La guerre au Moyen-Orient fait des dégâts au portefeuille des Français, et même si un cessez-le-feu de deux semaines a été annoncé dans la nuit de mardi à mercredi. Comme l’avait anticipé le gouvernement, le prix du gaz va fortement augmenter de 15,4% dès le 1er mai prochain, a notamment appris Franceinfo. Une deuxième hausse en deux mois après celle du mois de mars (+5,3% pour un usage chauffage et +4% pour un usage cuisson/eau chaude). Cette hausse du prix de référence du gaz n’est pas sans conséquence, car elle concerne près de trois quarts des abonnés.

Au total, 7,5 millions de ménages vont ainsi voir leur facture augmenter de 6,19 euros TTC en moyenne au mois de mai, a laissé entendre la commission de régulation de l'énergie (CRE). En réalité, ce n’est guère une surprise eu égard aux perturbations du domaine énergétique depuis le début de la guerre au Moyen-Orient. En outre, fin mars, la présidente de la CRE, Emmanuelle Wargon, avait déjà évoqué sur RMC la possibilité d’une hausse aux alentours de «15%».
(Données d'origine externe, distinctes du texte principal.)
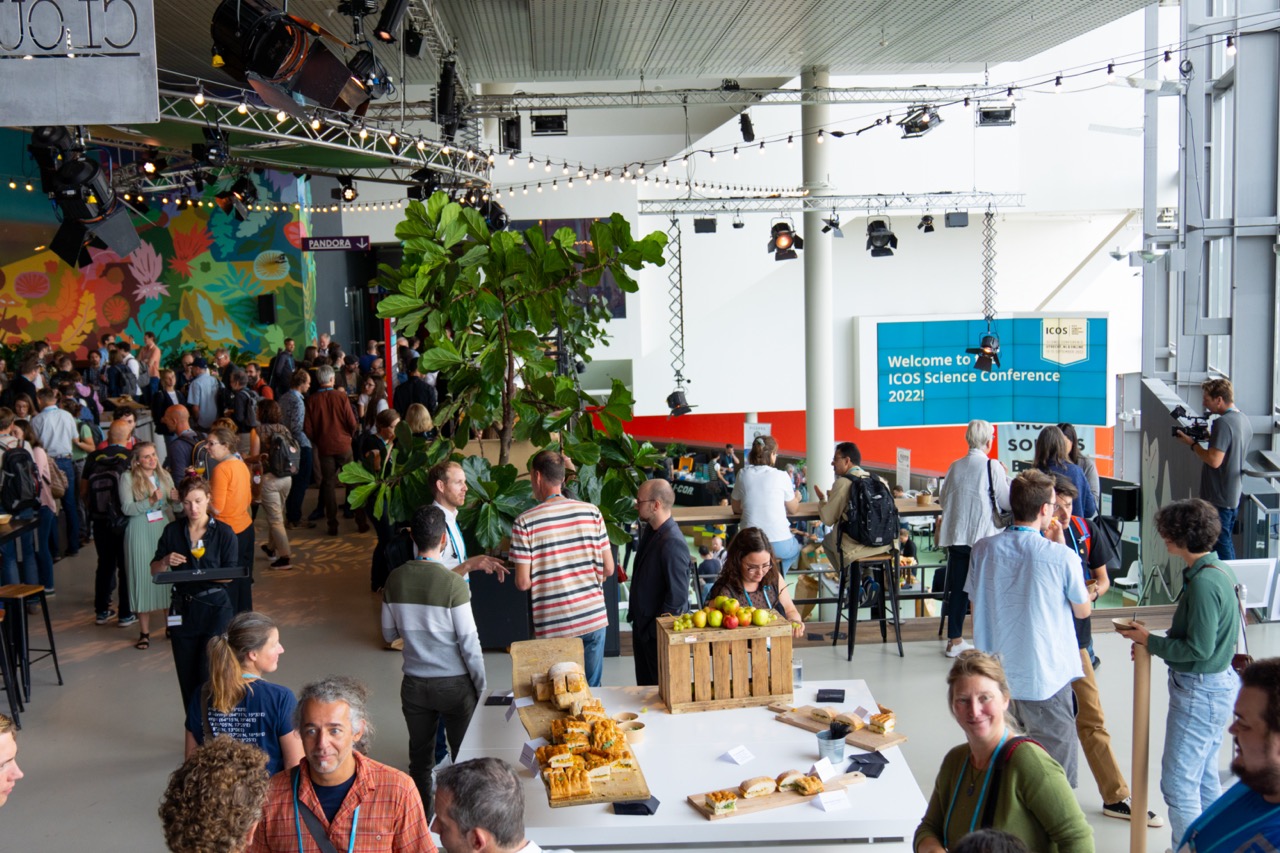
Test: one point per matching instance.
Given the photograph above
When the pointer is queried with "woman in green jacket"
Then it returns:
(1032, 797)
(1198, 649)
Vers une hausse encore plus conséquente ?

Comment expliquer qu’autant de Français soient touchés par cette hausse au 1er mai ? L’augmentation du prix du gaz est liée à l’envolée du contrat à terme du TTF néerlandais, référence européenne. Si début avril le prix du gaz sur le marché est retombé, il reste à un niveau très haut, autour de 45 à 50 euros le MWh. Or, avant le conflit, il se négociait plutôt autour des 30 euros, avant un pic en mars à 60 euros, la volatilité des prix n’arrangeant rien à la situation.

Ces 7,5 millions de ménages sont donc ceux qui ont souscrit une offre d’un fournisseur indexée sur ce prix repère du gaz. Or, quand vous n’avez pas d’offre à prix fixe, les tarifs varient. Mardi 7 avril, à la veille de la publication officielle de cette nouvelle hausse, le cofondateur et directeur général du comparateur Hello Watt laissait même entendre que la hausse pourrait atteindre 25% dans les mois à venir en cas de prolongation du conflit.

Si l’on prend en compte l’augmentation annoncée par le gouvernement, cela représente en moyenne un peu plus de 74 euros par an. En cas de flambée, comme celle crainte par Hello Watt, cela pourrait être bien plus important, «en moyenne 260 euros supplémentaires par an», selon Sylvain Le Falher pour un foyer de quatre personnes chauffées au gaz. Les tensions autour du détroit d’Ormuz, les frappes sur des sites gaziers ou la suspension de production de gaz liquéfié au Qatar ont changé la donne en quelques semaines.